Tuesday, open joint stock company Vimpel-Communications (VIP) said that the company's board of directors has unanimously recommended that its shareholders and holders of American depositary shares exchange their company shares and ADSs for VimpelCom Ltd. depositary shares in the exchange offer launched today by VimpelCom Ltd.
The company said that immediately after the completion of the exchange offer, VimpelCom Ltd. intends to acquire all of the outstanding shares of closed joint stock company "Kyivstar G.S.M."
VimpelCom said that its exchange offer comprises a U.S. offer and a Russian offer. The U.S. offer is open to all holders of the company's shares resident in the United States and all holders of the company's ADSs, wherever located while the Russian offer is open to all holders of the company's shares, wherever located. However, only shareholders who are "qualified investors" under Russian law may receive VimpelCom Ltd. depositary shares or DRs in exchange for their shares tendered into the Russian offer.
The Moscow, Russia-based telecommunications provider said that in the exchange offer it is offering all holders of its ADSs one VimpelCom Ltd. common DR, which represents one VimpelCom Ltd. common share in exchange for each ADS. It is offering all holders of its common shares 20 VimpelCom Ltd. common DRs, which represent in the aggregate 20 VimpelCom Ltd. common shares in exchange for each common share. Also, the company is offering all holders of the company's preferred shares, 20 VimpelCom Ltd. preferred DRs representing in the aggregate 20 VimpelCom Ltd. preferred shares in exchange for each preferred share.
Alternatively, holders of shares and ADSs may elect to receive a cash payment of 0.01 Russian roubles for each common share or preferred share and 0.0005 Russian roubles for each ADS. The company said that this nominal cash consideration is being offered to comply with Russian regulations and is not intended to constitute fair market value and the board has recommended that the shareholders and ADS holders not elect to tender their shares and ADSs in exchange for this alternative.
Boris Nemsic, chief executive officer said, "The launch of the tender offer is a very important step toward the goal of positioning the VimpelCom group as a global player in the telecommunications industry.
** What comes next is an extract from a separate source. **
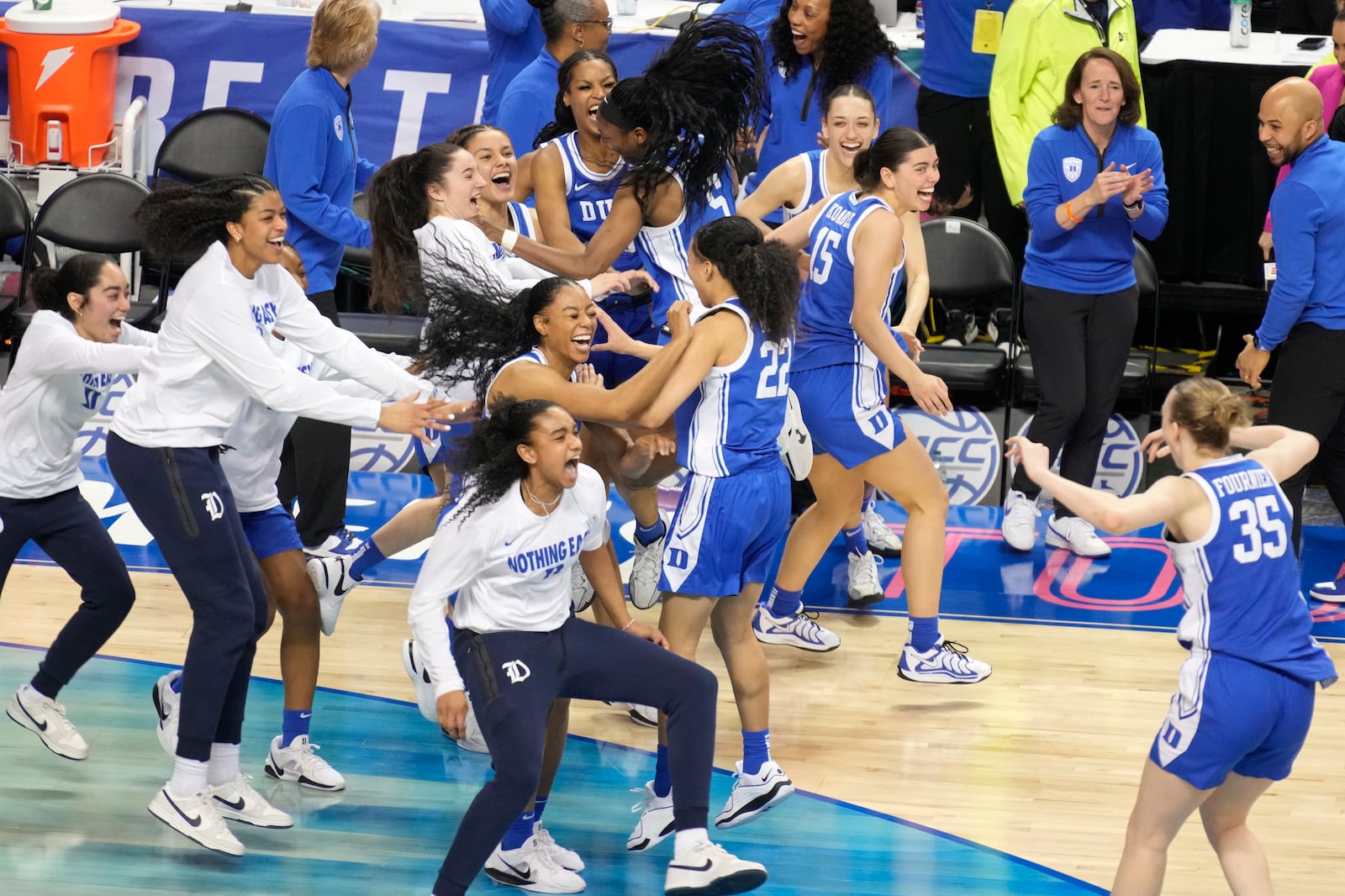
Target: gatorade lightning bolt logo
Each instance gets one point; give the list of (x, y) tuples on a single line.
[(53, 61)]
We continue to support the transaction which we believe will create value for the Company's stakeholders and we welcome the participation of all our shareholders in the new company."
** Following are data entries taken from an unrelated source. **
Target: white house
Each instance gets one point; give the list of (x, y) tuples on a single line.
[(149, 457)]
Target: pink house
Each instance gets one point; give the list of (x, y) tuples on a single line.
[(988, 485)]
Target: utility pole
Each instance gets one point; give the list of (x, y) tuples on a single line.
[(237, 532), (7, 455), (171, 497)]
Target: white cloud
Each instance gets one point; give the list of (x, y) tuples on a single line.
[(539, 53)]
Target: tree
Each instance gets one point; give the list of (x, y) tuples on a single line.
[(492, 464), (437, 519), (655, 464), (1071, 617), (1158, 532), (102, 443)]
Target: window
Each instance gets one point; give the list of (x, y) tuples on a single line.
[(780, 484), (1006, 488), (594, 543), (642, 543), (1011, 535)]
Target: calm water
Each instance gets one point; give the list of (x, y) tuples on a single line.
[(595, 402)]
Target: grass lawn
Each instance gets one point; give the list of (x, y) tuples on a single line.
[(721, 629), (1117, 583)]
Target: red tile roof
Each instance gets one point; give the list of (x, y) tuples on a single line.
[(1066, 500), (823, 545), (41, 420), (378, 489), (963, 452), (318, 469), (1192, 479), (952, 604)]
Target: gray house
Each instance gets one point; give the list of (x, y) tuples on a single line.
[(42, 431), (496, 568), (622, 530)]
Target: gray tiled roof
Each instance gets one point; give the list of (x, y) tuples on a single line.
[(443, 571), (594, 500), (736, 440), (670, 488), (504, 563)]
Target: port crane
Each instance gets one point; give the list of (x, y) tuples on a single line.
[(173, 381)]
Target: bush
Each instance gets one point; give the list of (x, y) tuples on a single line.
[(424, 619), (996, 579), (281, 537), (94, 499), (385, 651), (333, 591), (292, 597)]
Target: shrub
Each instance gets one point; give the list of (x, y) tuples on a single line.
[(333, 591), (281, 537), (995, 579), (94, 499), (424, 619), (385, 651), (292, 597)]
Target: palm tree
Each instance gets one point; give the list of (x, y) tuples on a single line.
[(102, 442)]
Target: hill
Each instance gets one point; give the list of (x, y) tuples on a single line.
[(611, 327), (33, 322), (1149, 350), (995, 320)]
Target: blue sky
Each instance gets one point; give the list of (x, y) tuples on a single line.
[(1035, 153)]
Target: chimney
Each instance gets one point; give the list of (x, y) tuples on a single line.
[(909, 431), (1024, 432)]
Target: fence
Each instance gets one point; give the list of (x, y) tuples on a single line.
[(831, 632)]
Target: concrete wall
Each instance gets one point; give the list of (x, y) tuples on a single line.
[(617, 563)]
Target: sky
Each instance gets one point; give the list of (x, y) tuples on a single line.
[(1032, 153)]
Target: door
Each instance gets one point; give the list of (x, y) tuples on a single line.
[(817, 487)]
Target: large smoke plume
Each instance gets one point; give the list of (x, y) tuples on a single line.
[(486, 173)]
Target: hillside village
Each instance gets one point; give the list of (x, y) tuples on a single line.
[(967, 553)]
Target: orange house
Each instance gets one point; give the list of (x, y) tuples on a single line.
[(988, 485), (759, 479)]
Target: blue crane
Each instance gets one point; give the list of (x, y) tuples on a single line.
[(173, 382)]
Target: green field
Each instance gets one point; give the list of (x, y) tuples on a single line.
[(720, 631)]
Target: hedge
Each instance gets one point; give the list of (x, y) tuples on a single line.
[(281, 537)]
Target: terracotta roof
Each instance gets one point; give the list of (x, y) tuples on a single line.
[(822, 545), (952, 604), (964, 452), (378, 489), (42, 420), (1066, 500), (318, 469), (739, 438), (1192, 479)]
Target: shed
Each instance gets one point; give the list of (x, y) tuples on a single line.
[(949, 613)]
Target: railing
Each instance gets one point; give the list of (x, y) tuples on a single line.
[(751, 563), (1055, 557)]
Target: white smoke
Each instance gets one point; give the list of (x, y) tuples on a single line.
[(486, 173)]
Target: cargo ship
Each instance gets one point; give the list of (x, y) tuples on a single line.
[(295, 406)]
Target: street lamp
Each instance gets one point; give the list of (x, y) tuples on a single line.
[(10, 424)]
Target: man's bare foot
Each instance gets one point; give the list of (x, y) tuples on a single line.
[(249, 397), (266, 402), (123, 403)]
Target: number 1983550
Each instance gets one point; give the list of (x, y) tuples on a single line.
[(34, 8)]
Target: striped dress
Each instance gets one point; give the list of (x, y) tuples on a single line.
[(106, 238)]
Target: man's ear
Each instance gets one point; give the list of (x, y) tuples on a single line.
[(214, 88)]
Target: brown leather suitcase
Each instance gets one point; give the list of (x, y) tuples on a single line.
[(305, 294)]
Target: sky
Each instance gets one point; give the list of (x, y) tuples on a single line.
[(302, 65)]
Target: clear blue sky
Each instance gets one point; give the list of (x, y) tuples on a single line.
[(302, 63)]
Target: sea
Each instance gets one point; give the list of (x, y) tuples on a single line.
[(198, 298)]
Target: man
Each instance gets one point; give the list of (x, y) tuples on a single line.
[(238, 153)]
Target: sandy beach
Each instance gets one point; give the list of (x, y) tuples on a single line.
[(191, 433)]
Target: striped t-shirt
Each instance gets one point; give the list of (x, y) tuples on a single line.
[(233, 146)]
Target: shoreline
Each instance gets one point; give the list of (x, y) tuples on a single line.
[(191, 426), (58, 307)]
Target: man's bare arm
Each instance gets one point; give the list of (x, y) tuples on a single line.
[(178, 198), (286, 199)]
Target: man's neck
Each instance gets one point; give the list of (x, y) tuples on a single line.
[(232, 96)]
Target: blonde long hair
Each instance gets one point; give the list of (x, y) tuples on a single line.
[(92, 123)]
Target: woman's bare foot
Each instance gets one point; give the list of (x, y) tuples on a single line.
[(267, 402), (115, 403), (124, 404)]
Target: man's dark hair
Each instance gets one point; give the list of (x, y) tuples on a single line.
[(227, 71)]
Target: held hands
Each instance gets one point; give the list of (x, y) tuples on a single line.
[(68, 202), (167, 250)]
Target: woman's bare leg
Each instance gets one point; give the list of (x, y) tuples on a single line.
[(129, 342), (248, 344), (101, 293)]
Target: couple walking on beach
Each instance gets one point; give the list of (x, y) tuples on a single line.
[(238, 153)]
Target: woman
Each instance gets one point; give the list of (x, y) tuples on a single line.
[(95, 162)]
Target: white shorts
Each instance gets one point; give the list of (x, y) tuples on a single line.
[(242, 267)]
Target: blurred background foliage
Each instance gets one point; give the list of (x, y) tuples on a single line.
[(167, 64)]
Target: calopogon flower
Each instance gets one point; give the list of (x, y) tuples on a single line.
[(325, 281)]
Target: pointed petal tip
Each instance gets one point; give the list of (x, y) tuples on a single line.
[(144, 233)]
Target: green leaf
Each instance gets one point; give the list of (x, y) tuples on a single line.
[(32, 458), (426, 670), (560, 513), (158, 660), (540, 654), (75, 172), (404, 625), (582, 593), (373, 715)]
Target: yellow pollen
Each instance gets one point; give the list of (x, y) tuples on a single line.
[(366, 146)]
In connection with the board's recommendation, the company said that it will file today with the United States Securities and Exchange Commission a solicitation/recommendation statement on Schedule 14D-9, which contains more information on the offer and the reasons for the recommendation.
The U.S. offer will close at 5:00 pm New York City time on April 15, 2010, and the Russian offer will close at 11:59 pm Moscow time on April 20, 2010, unless extended.
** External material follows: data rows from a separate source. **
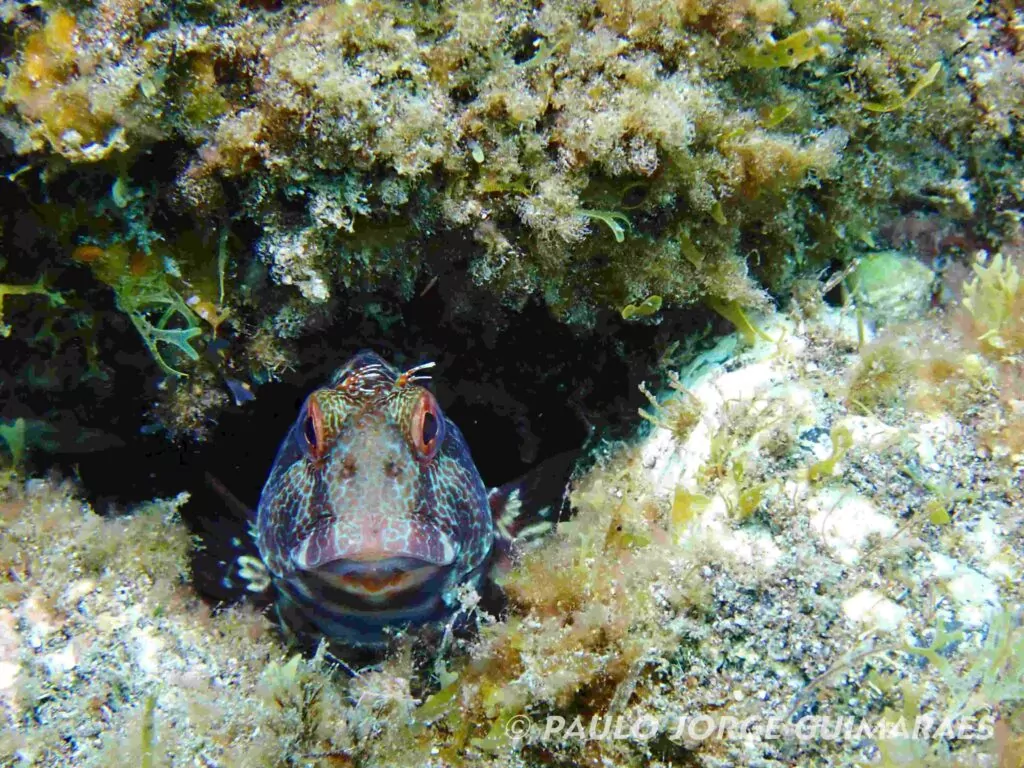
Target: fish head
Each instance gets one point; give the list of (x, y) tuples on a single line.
[(374, 512)]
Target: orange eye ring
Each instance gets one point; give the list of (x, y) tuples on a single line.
[(428, 427), (311, 422)]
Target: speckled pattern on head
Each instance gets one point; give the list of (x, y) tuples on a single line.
[(374, 513)]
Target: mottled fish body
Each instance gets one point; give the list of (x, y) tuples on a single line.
[(374, 515)]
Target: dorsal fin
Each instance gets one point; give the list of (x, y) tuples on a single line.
[(528, 508)]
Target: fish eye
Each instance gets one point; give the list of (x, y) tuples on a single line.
[(428, 427)]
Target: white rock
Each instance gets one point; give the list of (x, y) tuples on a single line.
[(873, 609)]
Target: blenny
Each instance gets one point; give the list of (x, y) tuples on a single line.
[(374, 516)]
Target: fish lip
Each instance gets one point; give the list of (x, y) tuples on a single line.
[(379, 580), (379, 567)]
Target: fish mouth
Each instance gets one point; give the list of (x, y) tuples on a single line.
[(378, 580)]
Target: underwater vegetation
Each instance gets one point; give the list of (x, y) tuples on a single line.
[(266, 160), (821, 513), (774, 544)]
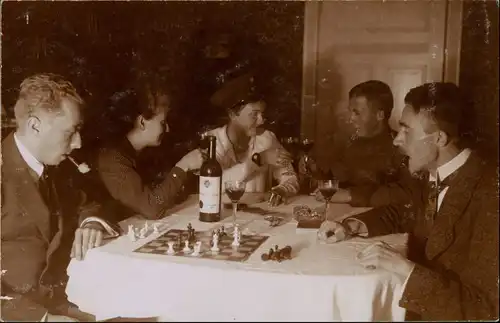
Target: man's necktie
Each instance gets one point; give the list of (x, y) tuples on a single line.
[(47, 190), (435, 188)]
Successful completion of the exchange offer is contingent on more than 95% of the company's outstanding shares including those represented by ADSs being tendered in the exchange offer, in addition to other conditions described in VimpelCom Ltd.'s registration statement.
In connection with the Russian offer, VimpelCom Ltd. has filed a voluntary tender offer document with the Russian Federal Service for the Financial Markets. The company will deliver the Russian voluntary tender offer document, together with the recommendations of its board of directors and related Russian offer acceptance materials, to holders of the company's shares.
The company said that it has engaged UBS Investment Bank to act as its financial advisor and Akin Gump Strauss Hauer & Feld LLP to act as its legal advisor.
VIP is currently trading at $17.22, up $0.47 or 2.87%, on a volume of 3.08 million shares on the New York Stock Exchange.